Why was destructor of Derived class called in this code?
#include <iostream>
class Base
{
public:
Base() { std::cout << "Base::Base() \n"; }
~Base() { std::cout << "Base::~Base() \n"; }
};
class Derived : public Base
{
public:
Derived() { std::cout << "Derived::Derived() \n"; }
~Derived() { std::cout << "Derived::~Derived() \n"; }
};
Derived foo() { return Derived(); }
int main()
{
const Derived& instance = foo();
}
Why was destructor of Derived class called in this code?

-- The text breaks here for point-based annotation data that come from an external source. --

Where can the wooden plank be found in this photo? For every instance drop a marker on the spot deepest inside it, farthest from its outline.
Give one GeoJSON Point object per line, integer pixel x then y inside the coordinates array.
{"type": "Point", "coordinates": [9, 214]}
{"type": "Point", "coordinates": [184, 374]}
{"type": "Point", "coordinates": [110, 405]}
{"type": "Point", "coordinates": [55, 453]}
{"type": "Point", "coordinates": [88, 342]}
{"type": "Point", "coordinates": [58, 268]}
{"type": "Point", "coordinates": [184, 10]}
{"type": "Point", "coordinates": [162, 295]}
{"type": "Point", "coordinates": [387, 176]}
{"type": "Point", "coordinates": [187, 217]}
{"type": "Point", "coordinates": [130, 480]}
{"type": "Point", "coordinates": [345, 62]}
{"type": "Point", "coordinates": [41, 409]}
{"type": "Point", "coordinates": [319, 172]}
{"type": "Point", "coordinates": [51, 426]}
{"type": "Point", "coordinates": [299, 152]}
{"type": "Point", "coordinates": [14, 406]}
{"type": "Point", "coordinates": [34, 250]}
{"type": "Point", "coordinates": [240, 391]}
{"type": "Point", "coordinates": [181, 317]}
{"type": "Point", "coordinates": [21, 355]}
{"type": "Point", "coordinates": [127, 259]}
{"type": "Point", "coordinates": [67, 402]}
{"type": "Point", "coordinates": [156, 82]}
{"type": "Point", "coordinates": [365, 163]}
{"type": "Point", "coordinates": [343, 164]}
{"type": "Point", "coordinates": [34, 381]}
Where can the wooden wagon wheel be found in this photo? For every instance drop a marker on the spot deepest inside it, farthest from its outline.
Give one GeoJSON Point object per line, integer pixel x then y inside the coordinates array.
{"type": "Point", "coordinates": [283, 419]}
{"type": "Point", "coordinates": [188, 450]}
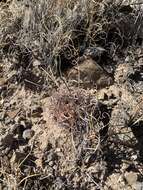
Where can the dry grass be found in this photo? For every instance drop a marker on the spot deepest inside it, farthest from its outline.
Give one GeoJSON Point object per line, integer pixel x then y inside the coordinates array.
{"type": "Point", "coordinates": [62, 30]}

Because the Derived instance created in foo() is going out of scope at the end of main program.
#include <iostream>
using namespace std;
class Base {
public:
Base() {
std::cout << "Base::Base() \n";
}
~Base() {
std::cout << "Base::~Base() \n";
}
};
class Derived: public Base {
public:
int i;
Derived() {
i = 10;
std::cout << "Derived::Derived() \n";
}
~Derived() {
i = 0;
std::cout << "Derived::~Derived() \n";
}
int get() {
return i;
}
};
Derived foo() {
return Derived();
}
int main() {
const Derived& instance = foo();
cout << instance.i << endl;
return 0;
}
The output is as follows:
Base::Base()
Derived::Derived()
10
Derived::~Derived()
Base::~Base()
To make it more interesting, consider a modified main:
const Base& instance = foo();
That code creates a temporary (the object returned by foo) of type Derived and extends the lifetime of the object by binding it to a constant reference of type Base. The lifetime of the temporary will be extended until the reference goes out of scope at which point the object will get destroyed. The code is roughly translated to:
Derived __tmp = foo();
const Base& instance = __tmp;
At the end of the block holding the reference instance, the __tmp variable also goes out of scope and gets deleted. Note that even with no virtual destructor, the appropriate destructor is called, as __tmp is of type Derived (the type returned by the function).